La nouvelle loi sur les énergies renouvelables a déclaré que l'expansion était d'"intérêt public exceptionnel", ce qui devrait accélérer les procédures d'approbation, a déclaré le porte-parole du ministère de l'économie.

Elle étend les zones autorisées pour l'énergie solaire le long des zones terrestres, y compris les autoroutes et les lignes de chemin de fer, a ajouté le porte-parole, et a déclaré que le ministère pensait que suffisamment de terres étaient disponibles pour les parcs solaires pour le moment.
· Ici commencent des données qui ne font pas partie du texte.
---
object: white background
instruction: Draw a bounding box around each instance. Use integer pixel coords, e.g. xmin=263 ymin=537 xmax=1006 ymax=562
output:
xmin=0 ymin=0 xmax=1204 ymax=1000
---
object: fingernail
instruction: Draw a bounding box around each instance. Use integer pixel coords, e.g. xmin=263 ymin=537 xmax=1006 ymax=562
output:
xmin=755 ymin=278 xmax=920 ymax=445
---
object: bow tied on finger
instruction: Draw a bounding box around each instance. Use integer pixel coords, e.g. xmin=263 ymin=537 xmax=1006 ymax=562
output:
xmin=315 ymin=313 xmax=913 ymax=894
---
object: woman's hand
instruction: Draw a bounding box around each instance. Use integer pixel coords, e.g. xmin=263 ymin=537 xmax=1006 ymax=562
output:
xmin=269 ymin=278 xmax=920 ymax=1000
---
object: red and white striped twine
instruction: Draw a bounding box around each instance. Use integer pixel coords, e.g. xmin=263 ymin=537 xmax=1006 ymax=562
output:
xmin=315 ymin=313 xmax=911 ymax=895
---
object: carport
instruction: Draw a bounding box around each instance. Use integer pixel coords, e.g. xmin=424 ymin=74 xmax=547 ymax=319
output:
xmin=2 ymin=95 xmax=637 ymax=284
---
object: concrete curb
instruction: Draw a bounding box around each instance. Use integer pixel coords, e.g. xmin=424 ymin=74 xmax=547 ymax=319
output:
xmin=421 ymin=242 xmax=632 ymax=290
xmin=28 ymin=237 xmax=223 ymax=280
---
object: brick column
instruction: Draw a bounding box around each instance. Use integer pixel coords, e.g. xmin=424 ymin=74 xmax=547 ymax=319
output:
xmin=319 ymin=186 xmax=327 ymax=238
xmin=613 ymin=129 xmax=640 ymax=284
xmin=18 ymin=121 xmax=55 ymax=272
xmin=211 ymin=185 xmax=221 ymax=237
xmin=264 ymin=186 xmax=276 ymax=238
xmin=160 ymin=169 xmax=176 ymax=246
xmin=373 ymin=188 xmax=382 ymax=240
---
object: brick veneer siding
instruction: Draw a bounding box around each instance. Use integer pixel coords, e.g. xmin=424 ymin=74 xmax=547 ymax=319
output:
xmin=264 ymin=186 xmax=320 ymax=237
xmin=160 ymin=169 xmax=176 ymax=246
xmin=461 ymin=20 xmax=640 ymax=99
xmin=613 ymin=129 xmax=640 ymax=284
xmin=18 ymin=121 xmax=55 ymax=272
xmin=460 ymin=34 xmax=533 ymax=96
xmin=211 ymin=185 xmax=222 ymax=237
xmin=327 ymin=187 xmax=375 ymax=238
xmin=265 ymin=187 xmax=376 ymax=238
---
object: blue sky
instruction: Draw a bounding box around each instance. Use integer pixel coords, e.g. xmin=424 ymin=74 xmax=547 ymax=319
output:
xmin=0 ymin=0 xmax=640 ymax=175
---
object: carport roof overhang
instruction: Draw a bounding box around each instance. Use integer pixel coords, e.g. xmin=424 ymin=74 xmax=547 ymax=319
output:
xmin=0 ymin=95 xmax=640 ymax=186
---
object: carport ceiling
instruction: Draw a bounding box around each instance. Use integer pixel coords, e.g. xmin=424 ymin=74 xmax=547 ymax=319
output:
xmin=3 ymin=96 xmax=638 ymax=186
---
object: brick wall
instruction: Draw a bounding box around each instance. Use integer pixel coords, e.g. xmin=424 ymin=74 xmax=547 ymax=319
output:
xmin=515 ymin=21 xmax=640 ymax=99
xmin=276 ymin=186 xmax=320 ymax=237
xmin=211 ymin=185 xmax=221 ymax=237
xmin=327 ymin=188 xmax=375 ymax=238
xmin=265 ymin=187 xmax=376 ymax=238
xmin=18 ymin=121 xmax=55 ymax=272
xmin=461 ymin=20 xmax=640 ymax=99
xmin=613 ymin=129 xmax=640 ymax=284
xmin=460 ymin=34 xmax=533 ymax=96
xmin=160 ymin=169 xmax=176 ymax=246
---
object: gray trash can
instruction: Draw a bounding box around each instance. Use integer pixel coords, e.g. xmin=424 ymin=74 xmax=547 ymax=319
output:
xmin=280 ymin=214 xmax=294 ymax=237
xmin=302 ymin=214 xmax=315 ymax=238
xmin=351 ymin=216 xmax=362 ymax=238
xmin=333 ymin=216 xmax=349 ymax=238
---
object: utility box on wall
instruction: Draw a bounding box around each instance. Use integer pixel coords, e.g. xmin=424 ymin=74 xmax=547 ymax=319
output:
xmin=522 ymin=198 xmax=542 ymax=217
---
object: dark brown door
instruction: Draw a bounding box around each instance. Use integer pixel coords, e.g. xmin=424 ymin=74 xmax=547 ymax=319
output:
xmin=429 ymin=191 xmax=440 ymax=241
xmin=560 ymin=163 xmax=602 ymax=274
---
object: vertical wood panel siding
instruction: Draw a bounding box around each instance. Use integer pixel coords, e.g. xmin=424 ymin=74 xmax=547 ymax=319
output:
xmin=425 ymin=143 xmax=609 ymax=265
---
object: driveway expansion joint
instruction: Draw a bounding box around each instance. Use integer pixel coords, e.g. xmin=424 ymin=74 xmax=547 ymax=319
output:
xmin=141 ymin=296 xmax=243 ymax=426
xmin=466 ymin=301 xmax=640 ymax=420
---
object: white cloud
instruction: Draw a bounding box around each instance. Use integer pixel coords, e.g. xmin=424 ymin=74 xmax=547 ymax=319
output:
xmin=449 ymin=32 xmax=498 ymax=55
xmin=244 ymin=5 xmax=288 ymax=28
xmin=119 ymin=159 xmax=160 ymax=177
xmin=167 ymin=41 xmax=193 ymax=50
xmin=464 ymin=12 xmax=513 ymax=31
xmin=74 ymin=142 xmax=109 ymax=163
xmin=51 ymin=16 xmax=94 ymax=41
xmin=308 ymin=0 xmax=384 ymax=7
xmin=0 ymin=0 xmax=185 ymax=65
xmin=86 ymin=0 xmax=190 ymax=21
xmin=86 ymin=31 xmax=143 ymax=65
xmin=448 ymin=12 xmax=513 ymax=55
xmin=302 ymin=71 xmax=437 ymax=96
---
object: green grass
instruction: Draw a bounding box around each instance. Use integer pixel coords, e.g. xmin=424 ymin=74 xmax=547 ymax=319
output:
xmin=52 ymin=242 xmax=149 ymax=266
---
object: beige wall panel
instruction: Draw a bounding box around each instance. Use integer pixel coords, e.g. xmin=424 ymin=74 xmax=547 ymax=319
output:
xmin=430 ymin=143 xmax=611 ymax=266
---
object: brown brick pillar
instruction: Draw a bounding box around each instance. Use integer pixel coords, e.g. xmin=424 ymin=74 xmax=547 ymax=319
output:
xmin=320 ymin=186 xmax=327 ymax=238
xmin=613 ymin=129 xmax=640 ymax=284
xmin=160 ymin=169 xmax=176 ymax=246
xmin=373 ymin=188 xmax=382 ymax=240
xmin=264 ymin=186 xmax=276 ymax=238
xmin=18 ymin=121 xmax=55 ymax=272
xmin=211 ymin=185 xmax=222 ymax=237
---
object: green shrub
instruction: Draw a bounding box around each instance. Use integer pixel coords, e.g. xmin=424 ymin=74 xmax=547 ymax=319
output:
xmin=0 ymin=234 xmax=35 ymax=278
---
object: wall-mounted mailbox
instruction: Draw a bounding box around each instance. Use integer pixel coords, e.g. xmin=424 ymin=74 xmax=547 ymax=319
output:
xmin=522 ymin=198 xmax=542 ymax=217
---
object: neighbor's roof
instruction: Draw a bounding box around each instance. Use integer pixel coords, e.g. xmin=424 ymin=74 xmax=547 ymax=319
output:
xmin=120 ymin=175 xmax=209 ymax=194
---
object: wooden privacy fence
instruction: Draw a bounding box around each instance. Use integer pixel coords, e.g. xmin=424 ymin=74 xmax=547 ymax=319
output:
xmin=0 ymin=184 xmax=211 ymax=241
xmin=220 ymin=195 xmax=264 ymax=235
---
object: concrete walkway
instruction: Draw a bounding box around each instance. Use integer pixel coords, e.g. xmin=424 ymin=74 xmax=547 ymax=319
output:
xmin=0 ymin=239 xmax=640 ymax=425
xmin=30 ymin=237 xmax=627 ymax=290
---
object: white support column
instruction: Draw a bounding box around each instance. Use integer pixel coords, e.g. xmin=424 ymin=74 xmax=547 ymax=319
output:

Même avec l'approbation de juillet du conseil de Barnim, la possibilité pour Boreas et Notus de construire leur projet solaire dépend de l'obtention de nombreux autres permis.

Une fois ceux-ci obtenus, un plan final de 700 à 900 pages sera présenté au conseil de Barnim.

Entre-temps, les membres de l'initiative citoyenne ont l'intention de maintenir la pression tout au long du processus.

"Nous allons certainement continuer à mettre le doigt dans la plaie", a déclaré M. Uhlig.

Interrogé sur une éventuelle date à laquelle le projet solaire pourrait recevoir le feu vert, M. Krauskopf s'est montré agnostique.

"En Allemagne, il arrive souvent que les lois soient utilisées pour empêcher les choses de se produire", a-t-elle déclaré. "Pas pour rendre les choses possibles".